Większość węgla na Ziemi występuje w formie węgla utlenionego, zwanego też węglem nieorganicznym. Znajdziemy go w skałach wapiennych (CaCO3), w atmosferze (CO2) oraz w wodzie oceanicznej. W warunkach ziemskich są to najbardziej stabilne formy węgla, nie nadają się jednak do zasilania procesów życiowych. Ich wykorzystanie przez organizmy żywe wymaga przeprowadzenia redukcji, czyli przejścia związku węgla z wyższego na niższy stopień utlenienia, a więc na wyższy stan energetyczny. Wymaga to oczywiście dostarczenia energii – robią to rośliny, które w procesie fotosyntezy z pomocą energii słonecznej przetwarzają pobrany z atmosfery dwutlenek węgla w węglowodany:
6CO2 + 6H2O + energia słoneczna → C6H12O6 + 6O2
Ilość węgla w atmosferze w stosunku do jego ilości w skałach i oceanie jest bardzo niewielka. Gdyby znajdujący się w atmosferze dwutlenek węgla zebrać przy powierzchni Ziemi, jego warstwa miałaby niecałe 3 m grubości; gdyby zaś zestalić go do gęstości suchego lodu, powstałaby warstwa grubości zaledwie 3 mm. Mimo to gra on kluczową rolę dla wymiany węgla pomiędzy jego różnymi rezerwuarami (oceanem, roślinnością, glebami, skałami…).
Przyjrzyjmy się działaniu tzw. szybkiego cyklu węglowego, czyli jego wymianie między atmosferą, ekosystemami lądowymi (organizmami żywymi i glebą) oraz oceanami. Ilość zgromadzonego tam węgla przekracza 40 000 GtC i zmienia się bardzo powoli (emisje wulkaniczne wprowadzają do atmosfery i oceanu dwutlenek węgla w ilości 0,1 GtC rocznie, jednocześnie jednak zbliżona ilość węgla jest usuwana z obiegu poprzez wietrzenie skał – poświęcimy temu osobny artykuł).

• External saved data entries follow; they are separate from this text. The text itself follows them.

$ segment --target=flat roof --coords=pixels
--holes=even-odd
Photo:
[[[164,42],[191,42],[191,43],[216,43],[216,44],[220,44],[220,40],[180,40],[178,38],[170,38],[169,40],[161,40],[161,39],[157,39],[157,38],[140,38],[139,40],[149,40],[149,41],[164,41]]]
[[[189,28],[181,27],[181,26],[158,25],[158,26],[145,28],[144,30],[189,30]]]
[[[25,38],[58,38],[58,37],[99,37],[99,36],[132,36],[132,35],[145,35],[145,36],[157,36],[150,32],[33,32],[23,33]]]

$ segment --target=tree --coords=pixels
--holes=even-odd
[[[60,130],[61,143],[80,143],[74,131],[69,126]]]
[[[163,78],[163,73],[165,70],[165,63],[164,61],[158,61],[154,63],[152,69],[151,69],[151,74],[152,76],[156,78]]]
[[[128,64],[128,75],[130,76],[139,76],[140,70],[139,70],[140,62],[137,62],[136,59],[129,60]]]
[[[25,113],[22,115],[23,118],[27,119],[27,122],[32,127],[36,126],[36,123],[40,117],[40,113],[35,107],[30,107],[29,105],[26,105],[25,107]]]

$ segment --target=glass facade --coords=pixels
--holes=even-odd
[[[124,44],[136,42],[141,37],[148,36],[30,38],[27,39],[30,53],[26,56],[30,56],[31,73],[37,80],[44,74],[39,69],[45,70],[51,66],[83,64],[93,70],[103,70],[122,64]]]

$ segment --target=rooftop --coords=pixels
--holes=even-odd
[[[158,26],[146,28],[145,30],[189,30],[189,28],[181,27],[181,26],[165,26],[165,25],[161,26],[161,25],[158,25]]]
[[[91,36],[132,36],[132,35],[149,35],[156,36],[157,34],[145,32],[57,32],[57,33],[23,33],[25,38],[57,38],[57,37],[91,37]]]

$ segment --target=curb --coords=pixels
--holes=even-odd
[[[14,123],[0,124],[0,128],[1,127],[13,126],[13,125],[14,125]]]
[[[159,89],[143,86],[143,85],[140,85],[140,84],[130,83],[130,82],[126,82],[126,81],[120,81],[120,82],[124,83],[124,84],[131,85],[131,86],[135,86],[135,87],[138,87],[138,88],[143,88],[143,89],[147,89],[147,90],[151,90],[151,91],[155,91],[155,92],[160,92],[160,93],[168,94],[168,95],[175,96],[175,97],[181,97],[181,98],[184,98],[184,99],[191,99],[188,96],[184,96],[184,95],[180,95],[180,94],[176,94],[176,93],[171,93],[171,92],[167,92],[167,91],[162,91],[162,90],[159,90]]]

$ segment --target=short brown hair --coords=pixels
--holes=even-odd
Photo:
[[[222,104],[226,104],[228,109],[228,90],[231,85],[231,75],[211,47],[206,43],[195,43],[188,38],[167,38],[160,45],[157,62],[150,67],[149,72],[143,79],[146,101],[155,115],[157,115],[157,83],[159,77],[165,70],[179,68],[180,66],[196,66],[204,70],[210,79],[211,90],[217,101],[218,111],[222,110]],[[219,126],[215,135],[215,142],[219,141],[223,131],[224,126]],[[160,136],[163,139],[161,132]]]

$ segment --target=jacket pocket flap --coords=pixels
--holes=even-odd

Szybki cykl węglowy to procesy związane z wymianą węgla w krótkiej (nie geologicznej) skali czasowej. Mówiąc o szybkim cyklu węglowym, zwykle ma się na myśli procesy zachodzące w skali miesięcy i lat.
W ciągu ostatnich 10 tys. lat – od zakończenia ostatniej epoki lodowej do nadejścia epoki przemysłowej – mieliśmy do czynienia z relatywnie stabilnym klimatem. W tym czasie przepływy węgla między poszczególnymi rezerwuarami były zbilansowane. Atmosferyczna koncentracja dwutlenku węgla utrzymywała się na w miarę stałym poziomie 260–280 ppm, stabilny był zasięg stref klimatycznych i ekosystemów, nie było też większych zmian w oceanach.
Wymiana węgla między powietrzem i roślinami
Jak już wspomnieliśmy, rośliny pobierają dwutlenek węgla z atmosfery, przekształcając go w procesie fotosyntezy w węglowodany, stanowiące podstawę łańcucha pokarmowego. Najbogatsze w biomasę żywych organizmów są rejony lasów deszczowych, gdzie duża ilość energii słonecznej idzie w parze z wysokimi opadami.
Węgiel w materii organicznej znajduje się w „wysokim stanie energetycznym”, jak naładowana bateria. Dzięki temu my, ludzie i inne zwierzęta możemy wykorzystać go do zasilania naszych organizmów: zjadamy rośliny (albo zwierzęta, które wcześniej zjadły rośliny), łączymy molekuły organiczne z wdychanym tlenem (to proces spalania) i wydychamy dwutlenek węgla. W tym procesie węgiel z atmosfery trafia do roślin, potem (być może za pośrednictwem zwierząt lub grzybów) do nas, a na końcu wraca do atmosfery. Bilans netto całej tej operacji jest zerowy.
Kolejną drogą powrotu znajdującego się w roślinach węgla do atmosfery są pożary. Kiedy jednak po kilkudziesięciu latach roślinność się odtworzy, wyemitowany do atmosfery węgiel z powrotem znajdzie się w ekosystemie.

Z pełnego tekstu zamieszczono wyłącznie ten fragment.